We should have in mind, though, that our generalized disbelief does not imply in depoliticization. As Castells observes (based on empirical researches – CASTELLS, 2019, 88), several citizens still believe that they can influence the world by means of mobilizations, but mobilizations that take place outside the scope of formal politics. This leads us to the second hypothesis, raised a few paragraphs above in order to understand the relation between media and society. As already stated, power relations are reconfigured in the media space, because this is the premise in any democratic intervention in the public space. And given that traditional media is submissive to governments and corporations, who only reinforce the model of the formal political systems, an insurgent politics sorely needs a new media space.

Castells attributes this new space to mass self-communication, fit for political insurgency, which we can understand through the following main characteristics5:

  • Many-to-many: while the communicational foundation of industrial society was characterized by an unidirectional mass media, in which the message is distributed massively from one to many, in the network society what is in place is a horizontal global communication webs, constituted by an interactive exchange of messages from many to many, able to connect the global and the local synchronically or assynchronically;
  • Self-generated content: in principle, any person with access to the internet enjoys the autonomy to generate content and publish it for free, a condition that has been driven by increasingly cheaper electronic devices, such as notebooks and smartphones, and by the availability of a myriad of open-source softwares, ranging from operational systems to text, image or video editors. What a few decades ago demanded the collective travails of professionals from different areas, such as recording, editing and distributing audiovisual or textual content, today can be carried out with a smartphone;
  • Self-directed emission: the one transmitting a message selects the channel – with a specific potential audience  – by means of which the message will be distributed, such as email, message exchange applications (Whatsapp, Signal, Skype), discussion lists, online forums, blogs, social networks etc. It is worth noticing that, once broadcast, it is practically impossible to control the reach of a message. A message sent to a single and specific addressee, for instance, can be redirected to other channels – be it due to a technical glitch, to a criminal act, or to an attitude by the addressee him or herself – and potentially gain global reach, as demonstrated by the leaks in which private messages are exposed to a wide audience;
  • Self-selected reception: in a certain way, the message does not go out to the receiver, as when we switch on the television or the radio, but the receptor, by means of the channels at his or her disposal in the internet and in the communication electronic webs, seeks the message of interest to him or her. In this sense, the receptor plays an active role on the reception of the message.

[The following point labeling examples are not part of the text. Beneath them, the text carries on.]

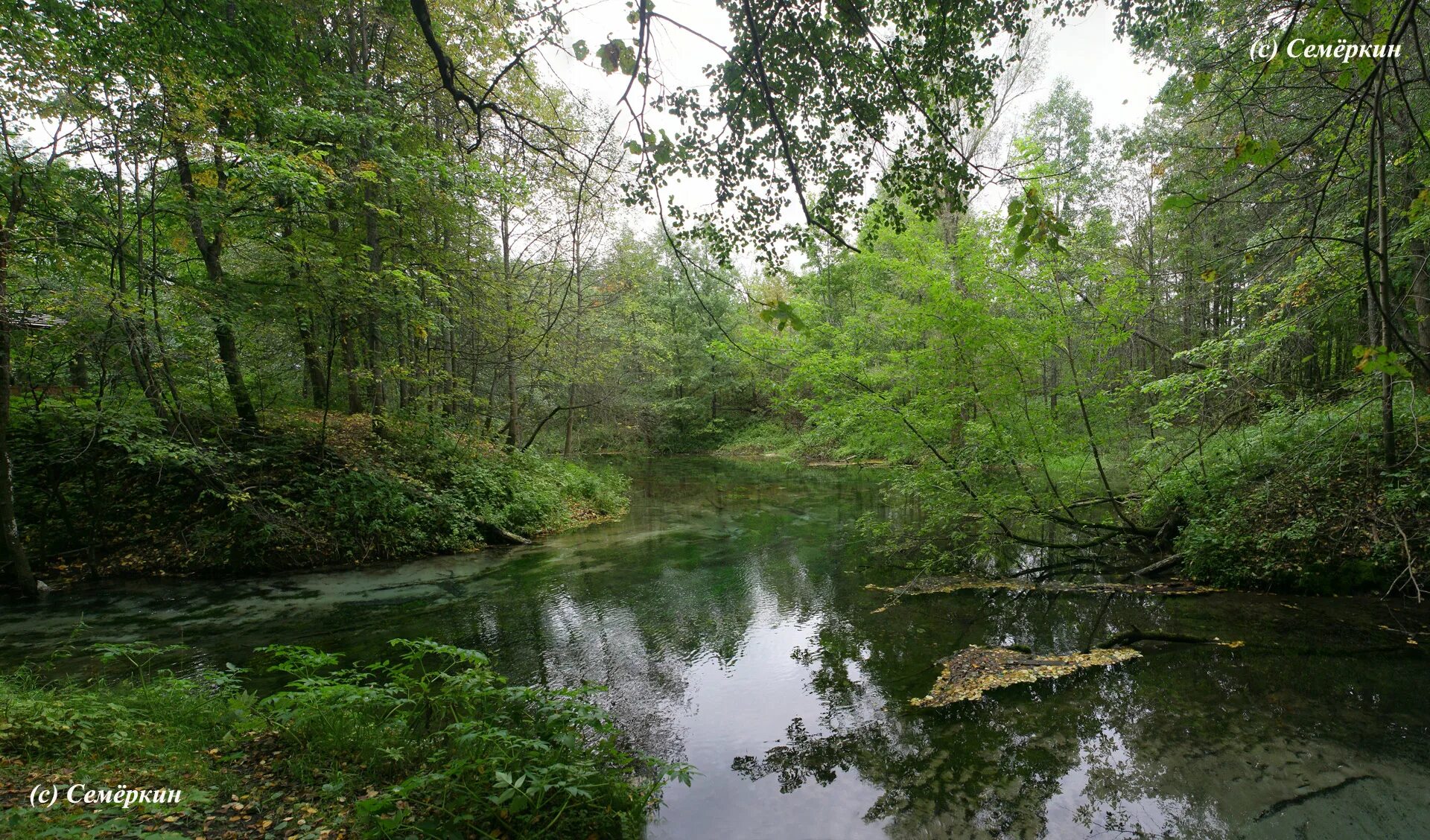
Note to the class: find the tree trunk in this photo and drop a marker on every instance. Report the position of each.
(212, 250)
(13, 547)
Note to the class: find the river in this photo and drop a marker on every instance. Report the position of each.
(730, 617)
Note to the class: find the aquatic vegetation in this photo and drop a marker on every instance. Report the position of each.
(937, 585)
(432, 743)
(968, 673)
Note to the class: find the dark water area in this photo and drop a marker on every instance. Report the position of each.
(730, 619)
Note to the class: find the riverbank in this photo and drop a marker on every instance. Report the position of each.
(1300, 502)
(428, 745)
(305, 493)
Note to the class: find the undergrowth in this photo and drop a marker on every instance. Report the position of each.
(432, 743)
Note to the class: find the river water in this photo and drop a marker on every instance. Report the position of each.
(728, 616)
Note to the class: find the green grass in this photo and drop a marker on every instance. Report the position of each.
(304, 493)
(1303, 502)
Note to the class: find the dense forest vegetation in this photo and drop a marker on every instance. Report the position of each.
(287, 284)
(308, 283)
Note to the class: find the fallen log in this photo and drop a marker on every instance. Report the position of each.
(968, 673)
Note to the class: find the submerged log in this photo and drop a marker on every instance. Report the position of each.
(960, 583)
(968, 673)
(500, 536)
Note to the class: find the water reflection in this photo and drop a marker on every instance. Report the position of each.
(728, 616)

These are the general outlines of a media space that we can consider as the communicational foundation of networked society. Its pillar is the computer network, its language is digital, and its participants interact globally. And even if Castells does not support the thesis that the medium – i.e. the very communication vehicles – determines the content and the consequences of its messages, he seems optimistic regarding the possibilities that mass self-communication features in producing meaning6: “it renders possible the unlimited diversity and the largely autonomous origin of most of the communication flows that construct, and reconstruct every second the global and local production of meaning in the public mind” (CASTELLS, 2019, 90).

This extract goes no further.